2) Rehearse at home what you’ll do at the range: One of the things I did right was to rehearse the range commands and practice the basic loading/unloading process with my child at home with an empty gun. It was always done seriously, safely, and methodically so she could practice repeatedly in a controlled and quiet environment. I’d estimate about two dozen practice sessions before we ever set foot at the range. The practice gave her confidence, let her work out the sequence of activities, and provided her a safe environment to ask questions.
3) Reward accomplishment and make it special: Despite a disastrous first visit and her not getting even a single hit on paper we did manage to get ourselves to a Wendy’s restaurant after the range time and reflect on what she did accomplish. The act of setting aside a special lunch to reward her for the effort helped re-establish a positive spin on the event. When she finally did manage on a subsequent outing to hit the bullseye she got another treat. All this to say positive reinforcement keeps your child engaged. Go big with the verbal praise! Finally, we posted her most recent target up in her bedroom and she gets to show it off to her friends.
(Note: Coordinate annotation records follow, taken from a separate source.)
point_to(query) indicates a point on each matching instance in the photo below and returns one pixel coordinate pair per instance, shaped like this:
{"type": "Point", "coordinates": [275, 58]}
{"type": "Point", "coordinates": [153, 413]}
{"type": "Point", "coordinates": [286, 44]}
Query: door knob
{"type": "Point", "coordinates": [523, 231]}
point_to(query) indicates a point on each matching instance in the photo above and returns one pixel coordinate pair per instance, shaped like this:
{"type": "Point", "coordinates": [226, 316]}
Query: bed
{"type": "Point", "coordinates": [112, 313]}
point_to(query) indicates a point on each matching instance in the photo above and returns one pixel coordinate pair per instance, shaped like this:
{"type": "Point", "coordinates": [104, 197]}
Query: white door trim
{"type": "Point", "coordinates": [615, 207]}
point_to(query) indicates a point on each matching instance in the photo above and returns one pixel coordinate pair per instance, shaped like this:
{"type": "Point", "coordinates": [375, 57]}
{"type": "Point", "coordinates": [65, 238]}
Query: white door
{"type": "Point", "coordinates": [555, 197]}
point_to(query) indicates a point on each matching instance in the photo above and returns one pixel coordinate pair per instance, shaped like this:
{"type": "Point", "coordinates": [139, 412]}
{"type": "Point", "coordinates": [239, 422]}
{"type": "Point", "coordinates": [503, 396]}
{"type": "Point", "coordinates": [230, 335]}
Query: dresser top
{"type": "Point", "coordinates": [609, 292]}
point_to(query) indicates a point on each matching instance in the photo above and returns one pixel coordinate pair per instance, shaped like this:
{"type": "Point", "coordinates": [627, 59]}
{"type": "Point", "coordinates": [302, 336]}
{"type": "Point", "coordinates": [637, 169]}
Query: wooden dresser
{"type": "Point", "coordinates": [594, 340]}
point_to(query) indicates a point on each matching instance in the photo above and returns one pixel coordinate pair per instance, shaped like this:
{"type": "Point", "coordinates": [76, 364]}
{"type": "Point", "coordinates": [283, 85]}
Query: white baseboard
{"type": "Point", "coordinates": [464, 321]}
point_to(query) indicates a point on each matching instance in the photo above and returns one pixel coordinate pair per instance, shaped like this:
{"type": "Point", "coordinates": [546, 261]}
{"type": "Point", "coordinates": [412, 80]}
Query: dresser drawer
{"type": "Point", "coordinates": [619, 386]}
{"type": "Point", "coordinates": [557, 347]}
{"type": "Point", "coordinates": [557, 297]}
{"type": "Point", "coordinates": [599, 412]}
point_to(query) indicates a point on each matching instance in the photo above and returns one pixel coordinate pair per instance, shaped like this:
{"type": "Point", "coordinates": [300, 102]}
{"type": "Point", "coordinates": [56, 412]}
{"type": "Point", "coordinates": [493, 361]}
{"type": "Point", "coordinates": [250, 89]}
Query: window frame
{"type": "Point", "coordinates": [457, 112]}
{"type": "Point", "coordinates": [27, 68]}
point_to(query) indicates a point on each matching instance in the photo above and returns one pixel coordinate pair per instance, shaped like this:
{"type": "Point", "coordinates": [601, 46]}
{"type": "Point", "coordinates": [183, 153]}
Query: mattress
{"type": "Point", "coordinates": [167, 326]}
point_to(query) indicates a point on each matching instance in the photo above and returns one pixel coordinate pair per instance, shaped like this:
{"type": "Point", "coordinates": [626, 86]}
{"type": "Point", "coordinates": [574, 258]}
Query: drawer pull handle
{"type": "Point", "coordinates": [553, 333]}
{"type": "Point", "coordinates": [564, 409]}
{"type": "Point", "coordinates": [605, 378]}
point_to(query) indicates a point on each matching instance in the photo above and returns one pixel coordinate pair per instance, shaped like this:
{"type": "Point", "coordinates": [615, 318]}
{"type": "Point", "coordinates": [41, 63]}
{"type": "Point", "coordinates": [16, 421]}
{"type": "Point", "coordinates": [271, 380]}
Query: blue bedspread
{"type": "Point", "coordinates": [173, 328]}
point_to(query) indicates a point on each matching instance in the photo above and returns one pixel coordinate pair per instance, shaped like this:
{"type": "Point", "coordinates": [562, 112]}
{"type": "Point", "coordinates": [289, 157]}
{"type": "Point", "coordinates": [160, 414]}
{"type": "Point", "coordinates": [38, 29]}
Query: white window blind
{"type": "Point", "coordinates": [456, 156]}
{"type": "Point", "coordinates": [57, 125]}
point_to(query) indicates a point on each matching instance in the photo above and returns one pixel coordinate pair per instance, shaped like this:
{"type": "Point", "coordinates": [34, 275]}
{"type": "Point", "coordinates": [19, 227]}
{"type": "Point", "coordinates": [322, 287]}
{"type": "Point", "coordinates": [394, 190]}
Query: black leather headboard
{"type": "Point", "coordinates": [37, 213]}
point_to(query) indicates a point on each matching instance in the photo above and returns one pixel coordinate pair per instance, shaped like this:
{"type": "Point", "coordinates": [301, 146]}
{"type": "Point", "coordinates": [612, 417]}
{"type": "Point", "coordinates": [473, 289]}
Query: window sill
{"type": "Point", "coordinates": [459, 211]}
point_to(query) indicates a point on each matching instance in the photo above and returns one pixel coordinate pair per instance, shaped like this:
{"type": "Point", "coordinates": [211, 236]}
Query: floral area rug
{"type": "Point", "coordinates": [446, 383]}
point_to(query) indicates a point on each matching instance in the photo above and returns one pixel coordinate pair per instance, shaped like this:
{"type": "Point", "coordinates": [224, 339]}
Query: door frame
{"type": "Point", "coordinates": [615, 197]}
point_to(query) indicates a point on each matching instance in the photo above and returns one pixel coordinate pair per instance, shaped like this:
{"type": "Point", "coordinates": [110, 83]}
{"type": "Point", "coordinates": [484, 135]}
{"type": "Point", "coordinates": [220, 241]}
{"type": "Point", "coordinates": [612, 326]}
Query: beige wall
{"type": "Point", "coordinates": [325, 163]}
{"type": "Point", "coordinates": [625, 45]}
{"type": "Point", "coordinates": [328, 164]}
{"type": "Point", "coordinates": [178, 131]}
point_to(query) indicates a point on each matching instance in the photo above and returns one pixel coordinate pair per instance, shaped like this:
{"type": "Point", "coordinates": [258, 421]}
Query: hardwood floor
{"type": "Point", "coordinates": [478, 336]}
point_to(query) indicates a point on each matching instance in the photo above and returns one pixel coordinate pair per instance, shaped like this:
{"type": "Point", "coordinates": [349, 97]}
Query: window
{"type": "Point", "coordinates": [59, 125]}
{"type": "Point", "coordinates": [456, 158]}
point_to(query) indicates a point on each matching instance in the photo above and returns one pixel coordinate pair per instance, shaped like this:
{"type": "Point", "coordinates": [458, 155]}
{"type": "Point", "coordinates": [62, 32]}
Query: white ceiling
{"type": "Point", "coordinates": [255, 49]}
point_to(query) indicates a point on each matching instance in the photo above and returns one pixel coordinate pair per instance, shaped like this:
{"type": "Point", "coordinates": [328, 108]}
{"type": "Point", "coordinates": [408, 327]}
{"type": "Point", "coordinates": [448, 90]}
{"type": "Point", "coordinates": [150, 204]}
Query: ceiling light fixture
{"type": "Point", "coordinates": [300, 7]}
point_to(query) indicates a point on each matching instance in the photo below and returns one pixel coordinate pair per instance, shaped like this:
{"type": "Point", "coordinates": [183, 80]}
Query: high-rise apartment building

I’m planning to take a day off from work for the next range trip and she’s already asking me when that’ll be.
4) Get on paper first…then get on target: I was a real idiot on the first trip…I set the target at 50 yards…a 3 inch or so red bullseye on a circular black background. That was too far to see easily and too difficult to hit. So she ended not hitting the paper at all and being disappointed. Instead, I should have set her up at the pistol range – say 15 yards max – and start with the attainable objective of HITTING THE PAPER…yes, just aim center of a clean sheet (back of a target for example). When we did that, she was able to quickly dial in on paper then started tightening up her groups so that 5 shots all stayed inside the 8 inch target. The next time we’ll start at 15 yards again then move the target out to 25 yards. It’s also a good idea to consider what target you use. The black background made seeing the blued front sight and blued rear aperture almost impossible. When we switched to a popular white background with orange accents, her shots got closer and closer to the bull.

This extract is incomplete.